Seems like Emulation Station is a stylish and convenient way to launch emulators, while the new shell could offer the configuration options and general purpose device management (including other application access, besides emulators).
That’s definitely a possibility. I guess the base question would be, what should the “base launcher” be? The emulator manager or the device manager? That would be a great thing to poll the community about.

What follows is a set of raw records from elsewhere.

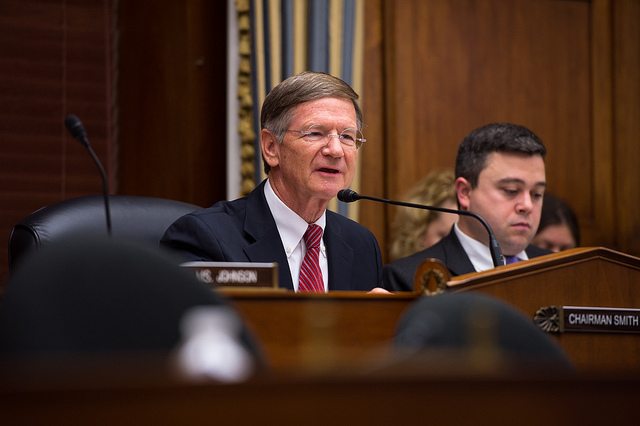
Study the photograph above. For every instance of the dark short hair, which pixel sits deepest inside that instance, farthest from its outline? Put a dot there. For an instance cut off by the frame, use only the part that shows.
(495, 137)
(556, 212)
(295, 90)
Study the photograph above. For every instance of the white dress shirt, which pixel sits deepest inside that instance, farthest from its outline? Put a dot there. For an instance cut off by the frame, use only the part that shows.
(291, 228)
(478, 253)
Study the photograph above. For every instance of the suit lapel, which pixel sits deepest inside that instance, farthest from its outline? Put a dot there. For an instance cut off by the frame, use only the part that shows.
(265, 243)
(457, 259)
(340, 256)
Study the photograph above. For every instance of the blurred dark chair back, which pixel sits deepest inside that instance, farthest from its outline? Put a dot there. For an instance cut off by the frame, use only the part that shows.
(101, 296)
(136, 218)
(462, 323)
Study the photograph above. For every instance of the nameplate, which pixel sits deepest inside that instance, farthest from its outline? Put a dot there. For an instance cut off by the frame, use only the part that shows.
(235, 274)
(588, 319)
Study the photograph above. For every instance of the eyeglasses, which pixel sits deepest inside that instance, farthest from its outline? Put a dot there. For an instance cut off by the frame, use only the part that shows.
(349, 138)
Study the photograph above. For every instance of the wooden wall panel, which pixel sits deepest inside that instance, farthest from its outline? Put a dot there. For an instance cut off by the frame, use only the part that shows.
(372, 154)
(55, 59)
(172, 99)
(453, 65)
(626, 143)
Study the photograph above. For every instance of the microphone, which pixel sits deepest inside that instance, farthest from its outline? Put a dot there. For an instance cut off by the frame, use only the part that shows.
(349, 196)
(76, 129)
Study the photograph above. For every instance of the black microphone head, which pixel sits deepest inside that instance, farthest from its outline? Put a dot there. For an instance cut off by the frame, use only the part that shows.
(348, 195)
(75, 127)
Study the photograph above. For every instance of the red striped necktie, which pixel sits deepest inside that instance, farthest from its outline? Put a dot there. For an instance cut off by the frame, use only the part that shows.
(310, 273)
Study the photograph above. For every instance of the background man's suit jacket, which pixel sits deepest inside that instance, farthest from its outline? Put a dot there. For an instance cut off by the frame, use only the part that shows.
(399, 275)
(244, 230)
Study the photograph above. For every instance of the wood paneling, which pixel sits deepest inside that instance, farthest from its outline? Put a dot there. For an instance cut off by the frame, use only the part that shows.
(566, 69)
(55, 59)
(172, 99)
(626, 89)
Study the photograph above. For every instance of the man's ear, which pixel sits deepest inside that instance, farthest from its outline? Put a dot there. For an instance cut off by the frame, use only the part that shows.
(270, 148)
(463, 192)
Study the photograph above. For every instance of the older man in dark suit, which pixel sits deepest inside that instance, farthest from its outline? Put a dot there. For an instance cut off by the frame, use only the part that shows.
(311, 132)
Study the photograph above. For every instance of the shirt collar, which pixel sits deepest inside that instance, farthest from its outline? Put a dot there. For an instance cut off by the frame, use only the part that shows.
(291, 227)
(479, 254)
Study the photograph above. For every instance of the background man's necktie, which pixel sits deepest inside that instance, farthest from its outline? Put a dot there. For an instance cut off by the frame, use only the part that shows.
(511, 259)
(310, 273)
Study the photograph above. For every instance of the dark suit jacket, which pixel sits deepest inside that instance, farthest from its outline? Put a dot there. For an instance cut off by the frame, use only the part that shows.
(399, 275)
(244, 230)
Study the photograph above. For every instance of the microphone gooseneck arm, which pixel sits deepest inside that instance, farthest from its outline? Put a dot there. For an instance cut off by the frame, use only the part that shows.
(349, 195)
(76, 129)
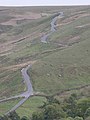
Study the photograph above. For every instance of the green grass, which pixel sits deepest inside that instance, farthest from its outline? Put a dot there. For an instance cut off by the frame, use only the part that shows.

Personally, I would rather have the emulator manager be base and run other stuff from there. Battery and wifi status should be an overlay that is always displayed no matter what is currently open though
@adcockm indeed the new launcher written in godot is very promising. I would argue that choice and diversity would be nice. At the beginning there was a launcher in python and another one in go and you could switch between the two to see which one fits best. A similar mechanism would be nice (making it user friendly is difficult). EmulationStation has a much larger community than the three gameshell specific launchers. The vanilla-retroarch (and it’s patched version for gameshell) are also viable options. I’ll open a thread to discuss this (trying to avoid long threads that diverge from the initial subject).
The GameShell-like launcher UI you’ll see when you first open my launcher is just a modular component that can be easily swapped!
The launcher I’m developing aims to be as much flexible and customizable as possible, should be a breeze to create a simple module to launch EmulationStation as its “main application”, still running the base launcher in the background with always-on widgets etc.